Confused about stormwater? You’re not the only one.
It’s been more than six months since Maryland’s 10 largest jurisdictions were supposed to have a stormwater utility in place. We’ve reported extensively on which counties did it, which didn’t, which rolled theirs back and which ones have asked their legislators to put in bills nullifying the legislation (not going to happen).
But the criticism of the fee has come not only from local governments and “Rain Tax” Republicans. It’s also come from some environmentalists. They’re worried that paying the fee may absolve homeowners, so to speak. If the state is requiring you to spend $50 a year for stormwater mitigation, are you really going to feel like speanding $1000 to put in a rain garden, or $10,000 for a stormwater retention system?
But there are people who want to put in those practices, and they’re looking for a little bit of government help to get them there. This assistance is similar to the help the government already gives farmers for buffers, cover crops and other best-management practices that are not required but are helpful in reducing pollution. It’s a tall order to expect farmers to pay for these improvements on their own, and it’s also a tall order to expect a homeowner to spend thousands of dollars on a new green roof when a new tar one is a quarter of the price.
Plus, even if a homeowner wanted to put on such a roof, who could do it? Seven years ago, when I needed to replace my roof, I asked about green roofs and contractors looked at me like I’d gone mad.
On our last Midday on the Bay, we got calls from several homeowners who wanted to invest big money to do the right thing, but needed guidance. They wanted to know why they still had to pay the fee if they were willing to make such big investments. They wanted to know who could help them put in this stormwater infrastructure. And they wanted to know which practices would be most effective on their property.
We couldn’t answer all of those, but we found people who could. So today, Dan Rodricks will be doing a whole hour on stormwater. The show is at noon on WYPR, 88.1 in Baltimore, or you can listen online at www.wypr.org.
It is not a Midday on the Bay, so yours truly will not be on it. I’ll be on Thursday at the usual time, 1-2, to talk about some other things, which we will announce later.

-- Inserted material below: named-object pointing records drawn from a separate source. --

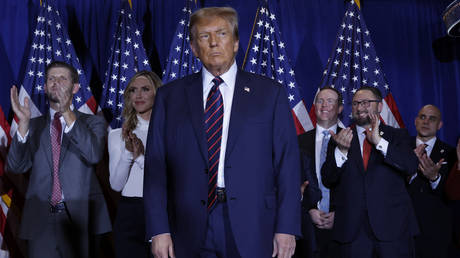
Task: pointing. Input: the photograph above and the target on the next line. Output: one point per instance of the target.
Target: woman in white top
(126, 152)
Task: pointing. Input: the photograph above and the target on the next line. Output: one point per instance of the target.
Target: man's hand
(328, 219)
(316, 217)
(343, 139)
(419, 151)
(372, 132)
(162, 246)
(429, 169)
(283, 245)
(322, 219)
(22, 112)
(303, 187)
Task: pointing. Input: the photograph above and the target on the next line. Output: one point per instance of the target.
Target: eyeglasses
(364, 103)
(327, 101)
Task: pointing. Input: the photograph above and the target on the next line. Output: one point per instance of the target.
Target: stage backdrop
(422, 65)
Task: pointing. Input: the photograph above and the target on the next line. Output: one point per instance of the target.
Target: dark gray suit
(82, 147)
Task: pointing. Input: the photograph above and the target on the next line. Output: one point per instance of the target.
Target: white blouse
(126, 174)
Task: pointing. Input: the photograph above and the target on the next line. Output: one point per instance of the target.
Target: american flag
(51, 42)
(266, 55)
(5, 200)
(354, 63)
(127, 57)
(181, 61)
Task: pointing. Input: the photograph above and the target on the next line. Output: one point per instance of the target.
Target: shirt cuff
(412, 178)
(435, 183)
(340, 158)
(68, 128)
(382, 146)
(140, 161)
(22, 139)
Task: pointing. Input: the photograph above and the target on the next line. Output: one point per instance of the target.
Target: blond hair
(227, 13)
(129, 113)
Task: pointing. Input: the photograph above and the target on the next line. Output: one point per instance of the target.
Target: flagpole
(356, 1)
(250, 38)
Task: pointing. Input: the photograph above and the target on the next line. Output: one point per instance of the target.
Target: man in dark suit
(368, 168)
(64, 203)
(316, 208)
(222, 161)
(426, 187)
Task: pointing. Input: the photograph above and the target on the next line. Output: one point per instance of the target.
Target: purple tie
(56, 131)
(213, 115)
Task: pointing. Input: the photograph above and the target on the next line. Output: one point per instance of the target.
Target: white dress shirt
(382, 146)
(318, 145)
(127, 174)
(226, 89)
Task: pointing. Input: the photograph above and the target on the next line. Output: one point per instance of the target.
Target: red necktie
(214, 116)
(56, 131)
(366, 151)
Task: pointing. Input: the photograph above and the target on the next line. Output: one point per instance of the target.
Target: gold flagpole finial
(357, 3)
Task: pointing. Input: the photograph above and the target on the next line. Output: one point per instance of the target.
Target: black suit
(431, 206)
(316, 242)
(373, 203)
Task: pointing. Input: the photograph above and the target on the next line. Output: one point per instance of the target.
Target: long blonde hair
(129, 113)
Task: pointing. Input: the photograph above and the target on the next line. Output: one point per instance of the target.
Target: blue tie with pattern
(324, 203)
(214, 116)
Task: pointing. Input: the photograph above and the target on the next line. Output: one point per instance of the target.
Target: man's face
(365, 103)
(59, 80)
(214, 44)
(428, 122)
(327, 107)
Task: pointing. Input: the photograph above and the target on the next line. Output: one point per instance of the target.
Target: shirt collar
(52, 111)
(142, 123)
(360, 130)
(228, 77)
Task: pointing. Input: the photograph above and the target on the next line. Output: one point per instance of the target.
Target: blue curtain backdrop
(422, 65)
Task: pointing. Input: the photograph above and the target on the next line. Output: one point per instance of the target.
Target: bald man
(426, 187)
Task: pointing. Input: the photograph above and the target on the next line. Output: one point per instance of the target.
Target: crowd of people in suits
(210, 166)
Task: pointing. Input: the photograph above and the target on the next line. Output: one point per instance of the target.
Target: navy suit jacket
(262, 166)
(431, 205)
(380, 190)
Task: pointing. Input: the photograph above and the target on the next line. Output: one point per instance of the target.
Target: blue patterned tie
(324, 203)
(214, 116)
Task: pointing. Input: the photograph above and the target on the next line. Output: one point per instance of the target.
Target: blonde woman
(126, 151)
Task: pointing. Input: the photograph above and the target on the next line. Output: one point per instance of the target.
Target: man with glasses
(317, 213)
(64, 208)
(367, 167)
(426, 187)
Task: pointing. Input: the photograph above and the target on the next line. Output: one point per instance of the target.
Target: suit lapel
(65, 141)
(240, 103)
(356, 148)
(437, 152)
(194, 93)
(46, 138)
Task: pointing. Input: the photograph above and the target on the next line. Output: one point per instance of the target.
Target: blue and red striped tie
(214, 116)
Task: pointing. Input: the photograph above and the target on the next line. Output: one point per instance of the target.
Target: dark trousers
(219, 241)
(366, 245)
(129, 229)
(60, 239)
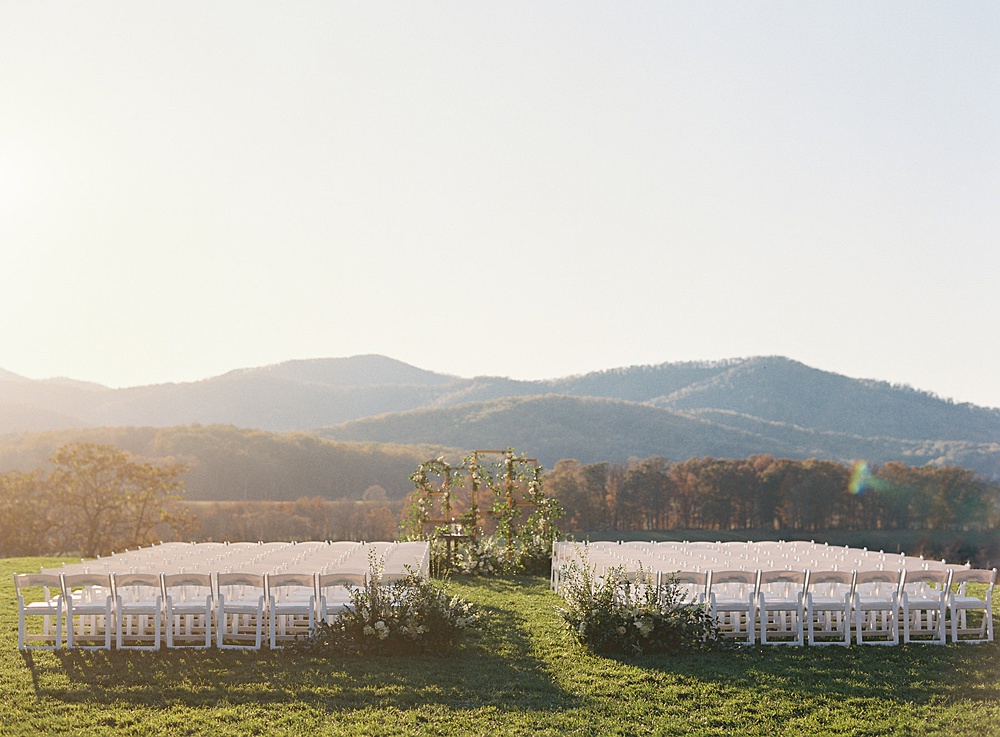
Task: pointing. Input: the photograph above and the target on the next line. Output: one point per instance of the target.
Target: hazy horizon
(531, 190)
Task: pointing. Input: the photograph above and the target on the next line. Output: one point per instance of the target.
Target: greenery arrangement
(403, 616)
(633, 616)
(483, 518)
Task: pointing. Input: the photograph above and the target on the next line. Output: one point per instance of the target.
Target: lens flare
(861, 478)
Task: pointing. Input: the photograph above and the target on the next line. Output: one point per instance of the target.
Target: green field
(519, 676)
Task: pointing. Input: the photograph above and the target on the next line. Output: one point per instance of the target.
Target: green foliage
(632, 616)
(493, 555)
(479, 510)
(403, 616)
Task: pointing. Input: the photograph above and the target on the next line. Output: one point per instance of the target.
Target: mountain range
(724, 409)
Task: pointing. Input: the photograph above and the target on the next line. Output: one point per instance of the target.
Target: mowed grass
(520, 676)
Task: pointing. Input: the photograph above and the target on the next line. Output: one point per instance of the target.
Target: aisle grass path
(521, 676)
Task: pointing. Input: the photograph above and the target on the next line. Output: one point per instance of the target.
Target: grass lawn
(520, 676)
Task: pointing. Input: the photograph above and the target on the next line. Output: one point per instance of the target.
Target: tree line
(94, 500)
(763, 492)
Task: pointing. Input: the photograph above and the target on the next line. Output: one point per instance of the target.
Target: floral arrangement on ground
(620, 614)
(402, 616)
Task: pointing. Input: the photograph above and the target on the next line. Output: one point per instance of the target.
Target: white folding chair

On the show today: Halle Van Der Gaag, executive director of Blue Water Baltimore, whose organization has been conducting homeowner stormwater audits and installing rain barrels and rain gardens for the last several years; Adam Ortiz of Prince George’s County, which has been very assertive in offering incentives for homeowner-led initiatives; and MDE Secretary Bob Summers, who ought to be able to shed some light on the overall state goals, policies, and potential assistance for such practices.
I’ll be listening, and not just for professional reasons. I’m dreaming of a green screened-in porch, and I have no idea how to build it.